I have since graduated to artist quality or at the very least, student grade, simply because I feel a responsibility to those who may purchase my stuff from art shows. They are paying a premium for art, not like for a craft where you would spend less and not have any expectations of it lasting forever. Have any of your long ago baby animal dolls had any issues? Do you have any left from that time period of your life? What does Jessie say about this issue?
I think of unicorns as male as well. Even if he was a she and you wanted to name her Jake, it is your prerogative as its creator, or mom. We will now have to refer to you as Jake’s mom. HA!

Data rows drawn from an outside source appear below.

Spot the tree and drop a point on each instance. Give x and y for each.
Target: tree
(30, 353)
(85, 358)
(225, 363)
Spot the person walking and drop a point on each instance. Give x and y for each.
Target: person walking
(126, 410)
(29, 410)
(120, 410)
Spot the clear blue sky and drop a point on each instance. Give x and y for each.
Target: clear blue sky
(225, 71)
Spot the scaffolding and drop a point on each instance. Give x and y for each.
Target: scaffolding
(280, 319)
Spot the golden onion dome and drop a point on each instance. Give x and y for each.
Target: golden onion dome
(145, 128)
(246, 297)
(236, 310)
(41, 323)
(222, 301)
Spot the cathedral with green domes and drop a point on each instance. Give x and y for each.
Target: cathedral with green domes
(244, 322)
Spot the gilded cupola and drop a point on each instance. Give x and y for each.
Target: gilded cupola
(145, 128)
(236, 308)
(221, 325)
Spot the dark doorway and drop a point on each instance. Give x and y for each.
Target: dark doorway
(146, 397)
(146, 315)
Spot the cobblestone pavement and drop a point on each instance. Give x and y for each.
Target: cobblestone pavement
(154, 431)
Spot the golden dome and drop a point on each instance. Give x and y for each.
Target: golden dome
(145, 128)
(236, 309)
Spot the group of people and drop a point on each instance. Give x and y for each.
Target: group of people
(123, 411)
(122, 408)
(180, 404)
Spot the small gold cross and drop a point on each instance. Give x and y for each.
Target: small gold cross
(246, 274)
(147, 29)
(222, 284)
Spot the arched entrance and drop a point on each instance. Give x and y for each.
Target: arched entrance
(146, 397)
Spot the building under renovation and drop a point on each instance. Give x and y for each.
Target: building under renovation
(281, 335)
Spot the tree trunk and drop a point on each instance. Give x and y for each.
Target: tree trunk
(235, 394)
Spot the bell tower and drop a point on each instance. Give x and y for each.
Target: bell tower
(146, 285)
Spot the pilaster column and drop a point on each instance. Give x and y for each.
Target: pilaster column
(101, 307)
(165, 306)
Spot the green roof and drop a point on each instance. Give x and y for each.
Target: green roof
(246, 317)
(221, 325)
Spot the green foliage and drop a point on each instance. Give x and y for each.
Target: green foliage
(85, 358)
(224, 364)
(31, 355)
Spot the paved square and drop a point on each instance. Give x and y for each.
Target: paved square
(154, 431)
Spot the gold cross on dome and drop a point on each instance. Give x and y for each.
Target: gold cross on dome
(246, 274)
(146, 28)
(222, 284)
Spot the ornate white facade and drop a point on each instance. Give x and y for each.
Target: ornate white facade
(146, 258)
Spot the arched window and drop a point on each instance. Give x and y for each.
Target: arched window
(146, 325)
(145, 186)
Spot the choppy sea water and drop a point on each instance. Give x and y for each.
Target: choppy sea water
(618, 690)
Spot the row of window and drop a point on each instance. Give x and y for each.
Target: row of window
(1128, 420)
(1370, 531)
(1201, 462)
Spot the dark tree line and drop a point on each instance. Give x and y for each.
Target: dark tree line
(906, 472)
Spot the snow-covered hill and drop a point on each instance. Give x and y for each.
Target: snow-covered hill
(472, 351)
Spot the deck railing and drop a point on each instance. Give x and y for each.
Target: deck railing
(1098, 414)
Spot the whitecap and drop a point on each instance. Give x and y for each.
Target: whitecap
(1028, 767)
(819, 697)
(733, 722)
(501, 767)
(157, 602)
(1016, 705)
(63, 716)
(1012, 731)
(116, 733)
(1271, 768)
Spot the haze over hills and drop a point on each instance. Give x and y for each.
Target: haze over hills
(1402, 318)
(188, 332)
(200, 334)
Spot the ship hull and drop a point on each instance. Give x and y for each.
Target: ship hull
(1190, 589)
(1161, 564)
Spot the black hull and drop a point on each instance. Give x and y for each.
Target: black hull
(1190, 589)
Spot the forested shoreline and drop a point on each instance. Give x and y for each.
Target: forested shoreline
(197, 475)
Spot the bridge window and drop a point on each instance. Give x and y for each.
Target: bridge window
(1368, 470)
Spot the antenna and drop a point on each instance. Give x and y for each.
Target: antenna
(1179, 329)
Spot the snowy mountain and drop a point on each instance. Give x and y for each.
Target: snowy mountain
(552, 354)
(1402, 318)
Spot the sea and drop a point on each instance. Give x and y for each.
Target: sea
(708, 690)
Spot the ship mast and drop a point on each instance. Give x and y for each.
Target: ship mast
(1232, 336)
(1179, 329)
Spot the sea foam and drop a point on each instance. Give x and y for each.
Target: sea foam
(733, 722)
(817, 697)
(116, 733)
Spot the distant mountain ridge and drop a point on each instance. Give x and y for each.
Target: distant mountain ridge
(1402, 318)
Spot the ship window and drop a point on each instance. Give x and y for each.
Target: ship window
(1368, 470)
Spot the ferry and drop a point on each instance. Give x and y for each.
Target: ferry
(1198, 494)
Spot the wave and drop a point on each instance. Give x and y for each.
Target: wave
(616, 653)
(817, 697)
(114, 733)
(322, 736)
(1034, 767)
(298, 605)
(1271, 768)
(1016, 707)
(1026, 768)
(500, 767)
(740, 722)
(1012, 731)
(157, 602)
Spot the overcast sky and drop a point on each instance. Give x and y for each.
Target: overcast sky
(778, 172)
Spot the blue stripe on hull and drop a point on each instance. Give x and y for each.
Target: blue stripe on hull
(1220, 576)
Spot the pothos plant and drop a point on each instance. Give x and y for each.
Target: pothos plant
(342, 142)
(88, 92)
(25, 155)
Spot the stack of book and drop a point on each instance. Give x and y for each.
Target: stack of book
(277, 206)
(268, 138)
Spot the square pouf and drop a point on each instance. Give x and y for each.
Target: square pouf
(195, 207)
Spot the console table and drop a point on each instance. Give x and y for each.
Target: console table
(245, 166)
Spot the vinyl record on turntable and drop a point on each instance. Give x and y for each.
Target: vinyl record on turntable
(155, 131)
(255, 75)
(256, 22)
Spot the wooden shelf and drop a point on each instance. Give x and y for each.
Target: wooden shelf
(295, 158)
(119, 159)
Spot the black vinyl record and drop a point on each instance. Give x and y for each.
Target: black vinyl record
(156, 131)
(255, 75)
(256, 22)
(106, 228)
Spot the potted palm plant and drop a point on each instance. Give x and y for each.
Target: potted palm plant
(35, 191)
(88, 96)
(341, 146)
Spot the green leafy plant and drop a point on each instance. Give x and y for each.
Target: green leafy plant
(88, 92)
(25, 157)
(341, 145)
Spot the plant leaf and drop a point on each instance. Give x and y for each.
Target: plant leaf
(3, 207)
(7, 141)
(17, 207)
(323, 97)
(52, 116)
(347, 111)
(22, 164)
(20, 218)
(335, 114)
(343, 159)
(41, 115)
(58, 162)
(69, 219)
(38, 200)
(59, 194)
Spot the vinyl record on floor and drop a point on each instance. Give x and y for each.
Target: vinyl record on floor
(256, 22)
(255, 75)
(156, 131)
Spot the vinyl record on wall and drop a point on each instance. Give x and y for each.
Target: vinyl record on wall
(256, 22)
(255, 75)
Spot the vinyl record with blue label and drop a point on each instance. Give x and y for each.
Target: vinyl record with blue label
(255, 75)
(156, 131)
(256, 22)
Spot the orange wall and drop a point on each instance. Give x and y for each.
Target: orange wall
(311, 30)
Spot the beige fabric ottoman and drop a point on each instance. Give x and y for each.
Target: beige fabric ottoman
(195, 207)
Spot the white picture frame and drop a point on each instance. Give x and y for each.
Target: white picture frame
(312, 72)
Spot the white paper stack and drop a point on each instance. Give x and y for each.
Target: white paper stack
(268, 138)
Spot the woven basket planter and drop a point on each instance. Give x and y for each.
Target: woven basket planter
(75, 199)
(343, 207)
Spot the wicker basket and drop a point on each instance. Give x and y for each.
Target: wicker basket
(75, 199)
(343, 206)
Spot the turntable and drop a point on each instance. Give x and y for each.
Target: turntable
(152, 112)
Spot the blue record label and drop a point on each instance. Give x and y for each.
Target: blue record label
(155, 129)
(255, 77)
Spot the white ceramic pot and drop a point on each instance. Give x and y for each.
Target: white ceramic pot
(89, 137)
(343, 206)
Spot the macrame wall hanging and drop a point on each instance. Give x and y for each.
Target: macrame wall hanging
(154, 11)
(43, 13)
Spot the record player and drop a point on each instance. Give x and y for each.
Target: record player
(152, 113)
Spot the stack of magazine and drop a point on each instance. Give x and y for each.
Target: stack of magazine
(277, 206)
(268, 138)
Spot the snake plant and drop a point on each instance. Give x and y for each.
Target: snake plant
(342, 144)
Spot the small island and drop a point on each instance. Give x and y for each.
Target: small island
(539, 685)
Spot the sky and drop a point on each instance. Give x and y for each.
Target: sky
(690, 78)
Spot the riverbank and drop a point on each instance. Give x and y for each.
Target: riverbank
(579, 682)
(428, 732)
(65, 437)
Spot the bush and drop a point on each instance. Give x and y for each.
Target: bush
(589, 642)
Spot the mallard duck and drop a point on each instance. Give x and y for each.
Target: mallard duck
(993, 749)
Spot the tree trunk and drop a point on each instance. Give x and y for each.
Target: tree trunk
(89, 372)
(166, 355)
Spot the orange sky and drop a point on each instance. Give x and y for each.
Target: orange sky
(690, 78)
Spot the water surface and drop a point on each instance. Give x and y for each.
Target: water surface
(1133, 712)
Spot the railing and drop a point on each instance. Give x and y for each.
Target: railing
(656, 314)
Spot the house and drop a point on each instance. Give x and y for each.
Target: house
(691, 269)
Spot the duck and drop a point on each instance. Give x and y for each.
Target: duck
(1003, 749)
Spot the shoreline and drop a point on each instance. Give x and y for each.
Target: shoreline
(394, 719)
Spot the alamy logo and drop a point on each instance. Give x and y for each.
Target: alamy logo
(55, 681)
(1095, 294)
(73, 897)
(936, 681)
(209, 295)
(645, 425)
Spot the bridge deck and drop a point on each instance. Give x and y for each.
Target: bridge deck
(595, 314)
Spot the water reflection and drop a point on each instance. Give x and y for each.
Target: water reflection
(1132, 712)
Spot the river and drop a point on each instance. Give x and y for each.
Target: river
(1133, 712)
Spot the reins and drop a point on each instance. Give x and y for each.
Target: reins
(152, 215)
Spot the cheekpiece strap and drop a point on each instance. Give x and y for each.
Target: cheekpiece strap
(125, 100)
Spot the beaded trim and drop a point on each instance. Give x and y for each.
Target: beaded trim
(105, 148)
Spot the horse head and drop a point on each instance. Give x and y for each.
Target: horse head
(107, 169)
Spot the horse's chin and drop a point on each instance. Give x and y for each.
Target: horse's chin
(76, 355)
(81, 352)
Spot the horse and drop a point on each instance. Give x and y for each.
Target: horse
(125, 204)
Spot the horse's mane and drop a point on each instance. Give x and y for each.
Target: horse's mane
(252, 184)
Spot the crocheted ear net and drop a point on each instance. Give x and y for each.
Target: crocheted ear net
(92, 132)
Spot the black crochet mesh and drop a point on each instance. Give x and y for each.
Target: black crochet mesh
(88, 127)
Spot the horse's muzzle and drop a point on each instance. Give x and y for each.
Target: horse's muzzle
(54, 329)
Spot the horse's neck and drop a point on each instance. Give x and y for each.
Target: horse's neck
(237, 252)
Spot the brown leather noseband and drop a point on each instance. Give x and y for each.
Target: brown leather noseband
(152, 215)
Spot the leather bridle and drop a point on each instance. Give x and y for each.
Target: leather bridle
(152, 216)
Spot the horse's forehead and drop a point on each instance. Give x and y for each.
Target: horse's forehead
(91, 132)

My Liquitex varnish does not use the word archival but it says it is artist quality, will not fade or yellow, etc. I also saw something I had never seen. It said on the bottle that overbrushing or continuous brushing may result in fogging. Do you suppose that is the problem that Rex is always complaining about?
I’ll have to ask Jessie about the archival issue – I know she tries to cut costs whenever she can, but she always uses artist quality oil paints. On the other hand, I don’t think they make craft-quality oil paints, or I just haven’t looked hard enough. I’ll also ask her what varnish she uses. I do know she waits for many months before varnishing, so the oil paints can cure, but I’ve never seen anyone say that we had to do that with acrylics.
I’ve never paid much attention to the fine print on my varnish, so I hadn’t seen the information about over-brushing. That’s really interesting. I wonder if excessive brushing mixes air into the varnish, which could cause it to get cloudy. Hmmm – I always assumed that Rex was talking about the varnish that gets built up in deep areas or cracks because it flows in and isn’t brushed back out, which can also cause it to dry cloudy. I’ve had that happen once or twice. Are his ears burning now, I wonder? I hope so, because he might be able to throw a bit more light on the subject.